It is always wise to be proactive in handling or preparing for the future. You never know what life has in store, but if you take these simple steps, you will not only protect yourself and your family, your preparedness will keep you protected from the meddlesome world of the Probate Court.

STEP 1 – Think of the people or persons you trust most who will follow your wishes.

STEP 2 – Contact an attorney for assistance in creating your life plan.

STEP 3 – Have an attorney to draft Estate Planning documents for you, including the following documents to be used while you are living:

(Despite its cost-saving allure, resist using estate planning templates found on the internet. These forms are not state-specific and can cause more harm than good and end up being more expensive to try to sort out their ambiguities.)

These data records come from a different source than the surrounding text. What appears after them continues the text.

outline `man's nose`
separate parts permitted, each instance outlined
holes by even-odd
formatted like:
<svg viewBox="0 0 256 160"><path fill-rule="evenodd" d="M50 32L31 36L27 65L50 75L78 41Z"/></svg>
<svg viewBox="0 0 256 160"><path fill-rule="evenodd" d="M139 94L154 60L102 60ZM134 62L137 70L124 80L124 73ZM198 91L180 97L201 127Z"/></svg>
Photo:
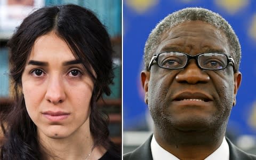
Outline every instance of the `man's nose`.
<svg viewBox="0 0 256 160"><path fill-rule="evenodd" d="M197 66L195 60L191 59L186 67L177 75L175 79L180 83L195 84L207 83L210 80L210 77Z"/></svg>
<svg viewBox="0 0 256 160"><path fill-rule="evenodd" d="M63 82L62 77L54 76L49 79L45 99L54 105L63 102L66 99Z"/></svg>

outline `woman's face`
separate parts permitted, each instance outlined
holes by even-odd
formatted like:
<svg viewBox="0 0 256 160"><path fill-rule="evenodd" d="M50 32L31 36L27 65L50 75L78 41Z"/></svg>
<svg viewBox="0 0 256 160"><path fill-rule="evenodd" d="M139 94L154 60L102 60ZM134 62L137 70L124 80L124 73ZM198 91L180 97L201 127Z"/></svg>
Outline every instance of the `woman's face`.
<svg viewBox="0 0 256 160"><path fill-rule="evenodd" d="M53 32L35 41L22 84L26 107L39 138L90 133L93 83L66 43Z"/></svg>

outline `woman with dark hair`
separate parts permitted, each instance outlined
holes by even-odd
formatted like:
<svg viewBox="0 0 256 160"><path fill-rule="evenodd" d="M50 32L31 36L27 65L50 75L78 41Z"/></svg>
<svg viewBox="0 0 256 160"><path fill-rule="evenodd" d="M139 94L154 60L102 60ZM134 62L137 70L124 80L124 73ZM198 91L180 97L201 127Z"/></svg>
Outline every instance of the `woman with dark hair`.
<svg viewBox="0 0 256 160"><path fill-rule="evenodd" d="M27 17L8 43L14 101L1 159L120 159L97 101L114 77L104 26L75 5Z"/></svg>

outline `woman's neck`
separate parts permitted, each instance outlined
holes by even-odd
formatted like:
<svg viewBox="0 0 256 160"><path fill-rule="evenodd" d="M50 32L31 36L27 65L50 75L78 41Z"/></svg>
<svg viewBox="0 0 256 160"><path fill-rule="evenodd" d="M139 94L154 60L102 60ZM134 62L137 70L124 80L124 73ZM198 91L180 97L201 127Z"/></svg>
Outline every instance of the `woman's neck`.
<svg viewBox="0 0 256 160"><path fill-rule="evenodd" d="M38 130L41 149L47 153L44 159L85 159L89 154L90 157L94 157L97 150L94 148L92 151L94 147L93 138L89 126L83 125L70 135L59 138L49 137Z"/></svg>

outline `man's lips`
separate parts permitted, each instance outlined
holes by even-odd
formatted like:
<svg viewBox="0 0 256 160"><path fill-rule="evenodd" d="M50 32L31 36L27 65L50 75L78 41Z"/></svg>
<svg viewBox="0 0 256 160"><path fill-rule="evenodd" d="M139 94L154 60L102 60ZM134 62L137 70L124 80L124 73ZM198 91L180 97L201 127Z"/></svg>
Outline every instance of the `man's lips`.
<svg viewBox="0 0 256 160"><path fill-rule="evenodd" d="M191 101L209 102L213 98L207 94L202 92L183 92L173 97L173 101Z"/></svg>

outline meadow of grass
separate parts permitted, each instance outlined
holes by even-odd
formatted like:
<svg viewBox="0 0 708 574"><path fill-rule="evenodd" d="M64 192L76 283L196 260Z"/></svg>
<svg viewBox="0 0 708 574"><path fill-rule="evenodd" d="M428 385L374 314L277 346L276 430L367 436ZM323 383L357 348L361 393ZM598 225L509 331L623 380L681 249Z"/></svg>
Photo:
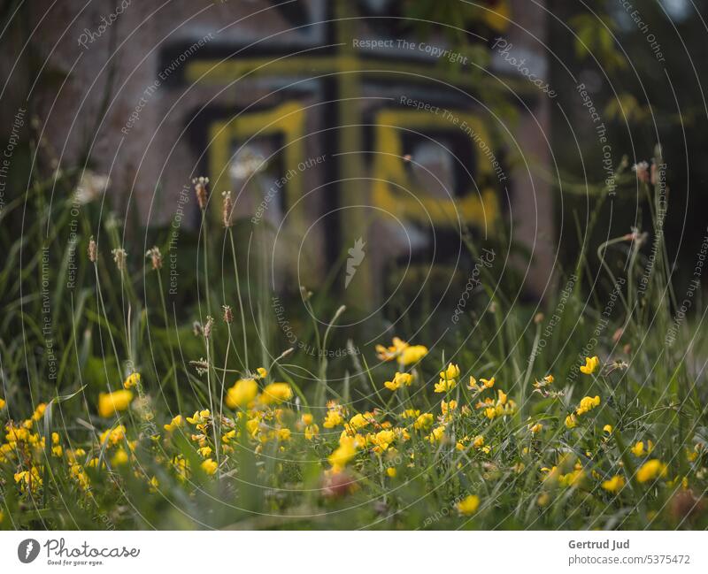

  1. Statutory Durable Power of Attorney. This document allows you to choose a person to make financial decisions on your behalf in case you are away, sick or incapacitated. By naming someone as your agent, you are allowing that person to “step into your shoes.” Your “agent” can take an action you could have taken.
  2. Medical Power of Attorney. This document allows you to choose a person to make medical decisions on your behalf. You need to let your agent know your desires in case of a medical emergency or your incapacity. Also, be sure and give each of your doctors a copy (dentist, primary care physician, any specialist, hospital, etc.) as well as the person named and/or alternate name. Also, it is better to name someone who lives closer to you rather than someone who might live out of state and can’t easily reach you.
  3. Do Not Resuscitate “DNR”. This document should be executed because a Medical Power of Attorney cannot make a decision regarding whether you are kept on life support or whether you are allowed to die comfortably without life-sustaining measures.
  4. Declaration of Guardian. This document allows you, in the event of your incapacity, to choose who you would want to be your guardian. A named guardian takes priority over all other persons. An example is if you were injured or had dementia and couldn’t make decisions (medical or financial) and you required a guardian, you might want one child or sibling to serve over another. Regardless, if there were several people willing to serve as your guardian or one person had priority over another, the person you choose would be named as guardian. The best part about this document is that you can also prevent a person you do not want from serving as guardian by listing them as “disqualified” and no matter what, that person absolutely cannot serve. (More detail on Declaration of Guardian in Part 3 of this series.)

STEP 4 – Discuss your wishes with your family and/or named agent. Tell them where you have financial accounts, assets, real property, stocks or mineral interests, etc.

By taking steps in advance, you can prevent the Probate Court and court-appointed strangers from making decisions about your health, finances, or who will be your guardian in the event you become incapacitated. You have the power to protect yourself.